Yargıtay, işçi sağlığı ve iş güvenliği kurallarına uymayan işçilerin, uyarıya gerek olmaksızın ve herhangi bir zarar meydana gelip gelmemesine bakılmaksızın işten çıkarılabileceğine karar verdi.

Bursa'da bir fabrikada CNC tezgahında çalışan üç işçi, iddiaya göre tezgahı çalışır halde bırakarak tamirhane bölümünde bir saat uyuma molası vermişlerdi. İş güvenliği kurallarını ihlal ettikleri gerekçesiyle işveren tarafından tazminatsız olarak işten çıkarıldılar. Ancak iş yoğunluğundan yakınan işçiler, bazen birden fazla makineye aynı anda bakmak zorunda kaldıklarını ve bazı durumlarda talimatla makineleri çalışır vaziyette bıraktıklarını savundular.

İşyerinde daha önce bu tür ihlalleri nedeniyle haklarında tutanak tutulmamış olması ve disiplin cezası alınmamış olmaları göz önüne alındığında, mahkeme işçilerin eyleminin haklı fesih seviyesine ulaşmadığı sonucuna vardı.

Davacı işçiler, tazminat ve işe iade talepleri mahkeme tarafından reddedildi. Ancak davacı avukatlarının istinaf başvuruları sonucunda Bölge Adliye Mahkemeleri'nin farklı kararlar vermesi üzerine Yargıtay 9. Hukuk Dairesi bu konuda kesin bir karar verme görevini üstlendi.

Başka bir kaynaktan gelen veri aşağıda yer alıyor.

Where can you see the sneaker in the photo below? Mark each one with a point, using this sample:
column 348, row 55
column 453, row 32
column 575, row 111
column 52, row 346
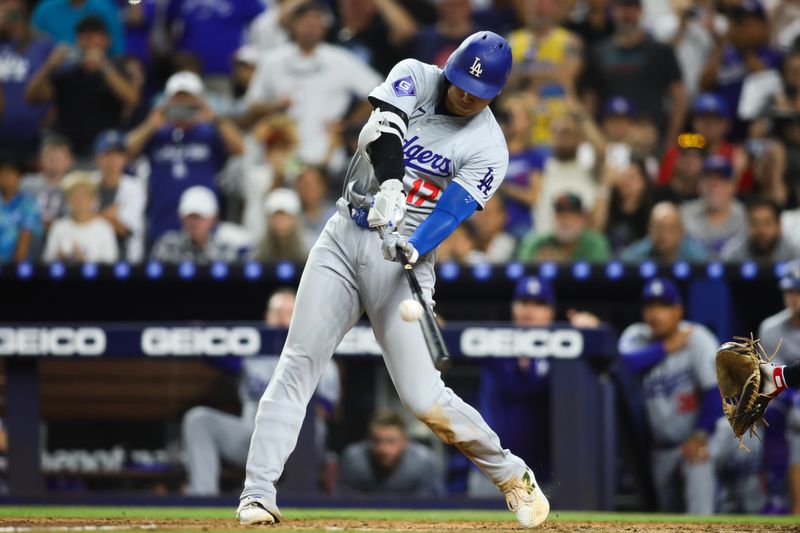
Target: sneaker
column 528, row 501
column 252, row 511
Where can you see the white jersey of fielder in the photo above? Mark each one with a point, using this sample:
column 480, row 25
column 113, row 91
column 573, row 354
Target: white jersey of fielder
column 673, row 389
column 438, row 148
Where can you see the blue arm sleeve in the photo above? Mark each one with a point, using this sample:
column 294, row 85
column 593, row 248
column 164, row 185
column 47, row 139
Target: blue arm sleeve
column 455, row 206
column 643, row 359
column 710, row 411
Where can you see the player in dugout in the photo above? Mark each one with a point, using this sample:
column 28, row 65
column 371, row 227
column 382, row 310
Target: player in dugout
column 514, row 393
column 430, row 154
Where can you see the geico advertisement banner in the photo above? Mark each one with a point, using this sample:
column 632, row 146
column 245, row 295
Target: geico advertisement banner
column 246, row 340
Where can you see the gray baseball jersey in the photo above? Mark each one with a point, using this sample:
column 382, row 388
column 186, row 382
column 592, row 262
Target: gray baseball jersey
column 415, row 474
column 673, row 388
column 776, row 327
column 438, row 148
column 346, row 275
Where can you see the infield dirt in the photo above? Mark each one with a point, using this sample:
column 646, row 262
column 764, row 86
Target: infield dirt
column 22, row 525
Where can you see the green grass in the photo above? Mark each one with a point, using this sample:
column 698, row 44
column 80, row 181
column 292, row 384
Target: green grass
column 226, row 513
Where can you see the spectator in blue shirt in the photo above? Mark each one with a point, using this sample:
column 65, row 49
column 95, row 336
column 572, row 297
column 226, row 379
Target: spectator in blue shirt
column 225, row 20
column 19, row 215
column 185, row 145
column 90, row 92
column 523, row 178
column 744, row 51
column 21, row 54
column 60, row 18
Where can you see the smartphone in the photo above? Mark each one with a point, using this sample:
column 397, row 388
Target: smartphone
column 182, row 112
column 618, row 155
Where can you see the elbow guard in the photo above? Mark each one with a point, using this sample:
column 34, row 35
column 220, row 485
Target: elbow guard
column 381, row 142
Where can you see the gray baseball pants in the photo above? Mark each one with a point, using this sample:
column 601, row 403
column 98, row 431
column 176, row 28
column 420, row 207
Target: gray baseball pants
column 346, row 275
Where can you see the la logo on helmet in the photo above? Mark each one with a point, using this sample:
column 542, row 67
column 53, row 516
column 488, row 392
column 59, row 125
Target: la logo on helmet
column 476, row 69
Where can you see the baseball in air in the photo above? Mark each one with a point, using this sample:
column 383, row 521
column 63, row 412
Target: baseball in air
column 410, row 310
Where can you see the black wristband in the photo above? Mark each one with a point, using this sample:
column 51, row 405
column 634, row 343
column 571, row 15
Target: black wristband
column 791, row 374
column 386, row 153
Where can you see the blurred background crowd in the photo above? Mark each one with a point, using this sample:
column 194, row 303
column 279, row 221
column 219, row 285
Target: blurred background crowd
column 220, row 131
column 177, row 130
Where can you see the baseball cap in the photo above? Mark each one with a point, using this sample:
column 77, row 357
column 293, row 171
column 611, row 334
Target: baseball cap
column 533, row 288
column 718, row 164
column 198, row 200
column 661, row 290
column 790, row 281
column 568, row 202
column 13, row 162
column 312, row 5
column 246, row 54
column 184, row 82
column 710, row 104
column 109, row 140
column 91, row 24
column 282, row 199
column 619, row 106
column 78, row 179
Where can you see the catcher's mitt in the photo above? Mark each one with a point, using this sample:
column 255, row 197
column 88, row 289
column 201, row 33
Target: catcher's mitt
column 747, row 383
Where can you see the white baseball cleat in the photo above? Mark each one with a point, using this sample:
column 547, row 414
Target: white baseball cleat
column 252, row 512
column 528, row 501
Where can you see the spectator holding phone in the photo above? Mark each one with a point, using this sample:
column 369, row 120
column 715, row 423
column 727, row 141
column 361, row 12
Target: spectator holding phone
column 89, row 91
column 186, row 144
column 60, row 19
column 21, row 54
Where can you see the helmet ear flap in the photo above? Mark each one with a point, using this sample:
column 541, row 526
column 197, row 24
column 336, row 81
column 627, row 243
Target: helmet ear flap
column 480, row 65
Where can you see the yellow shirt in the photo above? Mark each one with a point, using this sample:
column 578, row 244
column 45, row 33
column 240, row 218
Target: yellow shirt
column 540, row 58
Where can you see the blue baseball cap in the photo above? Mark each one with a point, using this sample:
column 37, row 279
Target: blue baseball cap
column 533, row 288
column 718, row 164
column 753, row 8
column 710, row 104
column 661, row 290
column 619, row 106
column 790, row 281
column 109, row 140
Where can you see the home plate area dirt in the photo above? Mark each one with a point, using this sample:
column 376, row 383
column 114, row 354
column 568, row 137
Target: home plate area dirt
column 12, row 525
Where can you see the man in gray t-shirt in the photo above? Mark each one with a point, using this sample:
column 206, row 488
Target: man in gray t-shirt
column 716, row 217
column 764, row 240
column 388, row 463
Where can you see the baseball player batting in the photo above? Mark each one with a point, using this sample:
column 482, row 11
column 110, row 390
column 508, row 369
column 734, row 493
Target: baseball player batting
column 429, row 155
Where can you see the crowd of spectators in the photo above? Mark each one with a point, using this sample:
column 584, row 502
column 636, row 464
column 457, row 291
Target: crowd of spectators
column 175, row 130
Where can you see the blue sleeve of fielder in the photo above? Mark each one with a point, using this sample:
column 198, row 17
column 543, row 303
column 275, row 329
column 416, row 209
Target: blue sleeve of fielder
column 642, row 359
column 454, row 208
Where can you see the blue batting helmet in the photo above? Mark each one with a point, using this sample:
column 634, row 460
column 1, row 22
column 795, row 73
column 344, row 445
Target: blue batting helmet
column 480, row 65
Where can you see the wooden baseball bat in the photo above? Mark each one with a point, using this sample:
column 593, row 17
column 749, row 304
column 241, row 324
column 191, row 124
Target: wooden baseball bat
column 430, row 328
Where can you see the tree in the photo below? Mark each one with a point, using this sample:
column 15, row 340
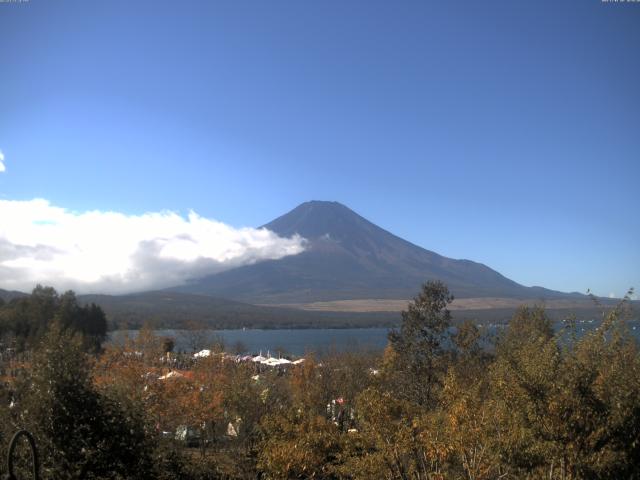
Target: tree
column 81, row 433
column 418, row 343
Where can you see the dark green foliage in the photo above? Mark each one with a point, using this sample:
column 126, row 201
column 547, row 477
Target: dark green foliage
column 81, row 434
column 26, row 319
column 418, row 344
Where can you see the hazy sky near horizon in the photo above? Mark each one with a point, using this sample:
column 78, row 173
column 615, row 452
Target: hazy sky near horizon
column 503, row 132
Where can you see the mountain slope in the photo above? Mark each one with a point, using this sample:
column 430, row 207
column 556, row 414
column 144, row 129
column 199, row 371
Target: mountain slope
column 348, row 257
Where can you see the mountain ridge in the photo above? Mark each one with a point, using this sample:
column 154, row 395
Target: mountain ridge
column 349, row 257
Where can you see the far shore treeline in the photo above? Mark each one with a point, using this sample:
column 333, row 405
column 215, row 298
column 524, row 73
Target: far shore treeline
column 541, row 402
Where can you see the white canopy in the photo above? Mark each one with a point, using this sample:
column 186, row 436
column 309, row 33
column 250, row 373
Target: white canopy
column 171, row 374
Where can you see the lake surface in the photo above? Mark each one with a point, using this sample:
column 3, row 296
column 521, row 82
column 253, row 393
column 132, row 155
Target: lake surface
column 301, row 341
column 292, row 341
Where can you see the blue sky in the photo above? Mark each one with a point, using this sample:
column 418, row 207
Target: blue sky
column 503, row 132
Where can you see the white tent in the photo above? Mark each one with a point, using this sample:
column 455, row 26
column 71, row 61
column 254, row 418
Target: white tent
column 171, row 374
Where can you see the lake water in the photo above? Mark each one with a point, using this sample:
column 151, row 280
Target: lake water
column 293, row 341
column 300, row 341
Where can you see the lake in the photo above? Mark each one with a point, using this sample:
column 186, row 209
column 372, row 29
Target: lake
column 300, row 341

Yargıtay kararında, işçinin iş sağlığı ve güvenliği kurallarına kasıtlı bir şekilde uymaması ya da işini ihmal etmesi sonucu işyerinde güvenliği tehlikeye düşürmesi durumunda işverenin derhal haklı bir fesih nedenine sahip olduğu vurgulandı. Ayrıca, işçinin bu tür durumlarda uyarılmasına veya hatırlatmada bulunulmasına gerek olmadığı belirtildi ve herhangi bir zararın oluşmasının da beklenmediği ifade edildi. Bu kararla birlikte işverenlerin iş güvenliği kurallarına uymayan işçilere karşı daha sıkı önlemler alabilecekleri ve haklı bir fesih nedenine sahip olabilecekleri belirtilmiş oldu. Kararda şöyle denildi;

"Gece çalışan işçinin salt uyuması, iş güvenliğini tehlikeye düşürmediği sürece ve daha önceden bu konuda işi aksattığı gerekçesiyle herhangi bir uyarı da yapılmamışsa haklı fesih nedeni olmaz. Bu durumda işçinin bu davranışı nedeniyle uyarılmadan ve bu uyuma eyleminin işyerinde ne tür olumsuzluklara yol açtığı kanıtlanmadan feshin haklı nedene dayandığı kabul edilemez. Görüldüğü üzere feshin haklı nedene dayalı olup olmadığı yapılan işin niteliğine, eylemin tek ya da birden fazla kez gerçekleşmiş olmasına, iş güvenliğinin tehlikeye düşüp düşmediğine bir diğer anlatımla somut olayın özelliğine göre belirlenmelidir. Davalı tanıklarının makinelerin çok pahalı olması nedeniyle tezgah başında durup çalışılması gerektiğini, aksi hâlde hemen durup müdahale edilemeyeceğini ve ciddi maddi zarara yol açılabileceğini, makinenin başında durulması gereken ya da iki makinede aynı anda çalışılmasının mümkün olan işlere CNC takım liderinin karar verdiğini beyan ettikleri görülmektedir. İşçilerin yeterli eğitim, bilgi ve deneyime sahip olmalarına rağmen çalışma saatleri içerisinde kontrol ve gözetimleri altında bulunan tezgahları çalışır vaziyette bırakarak kimseye haber vermeden bir saati aşkın süre ile takımhanede dinlenmeleri ya da uyumalarının iş kazalarına, makine ve malzeme hasarlarına yol açabileceği hususu, yaptıkları işin niteliği ile birlikte değerlendirildiğinde iş güvenliğini tehlikeye düşürür niteliktedir. İş sözleşmesinin feshinden önce işçinin bu konuda uyarılmasına veya işçiye bu konuda hatırlatmada bulunulmasına gerek bulunmadığı gibi belli bir zararın oluşması da gerekmez. Belirtilen sebeplerle uyuşmazlığın iş sözleşmesinin haklı nedenle feshedildiği gerekçesiyle İlk Derece Mahkemelerince kıdem ve ihbar tazminatı taleplerinin reddine karar verilmesinde isabetsizlik bulunmadığı yönündeki Bölge Adliye Mahkemesi 3 ve 9. Hukuk Dairelerinin kararları doğrultusunda giderilmesine karar vermek gerekmiştir."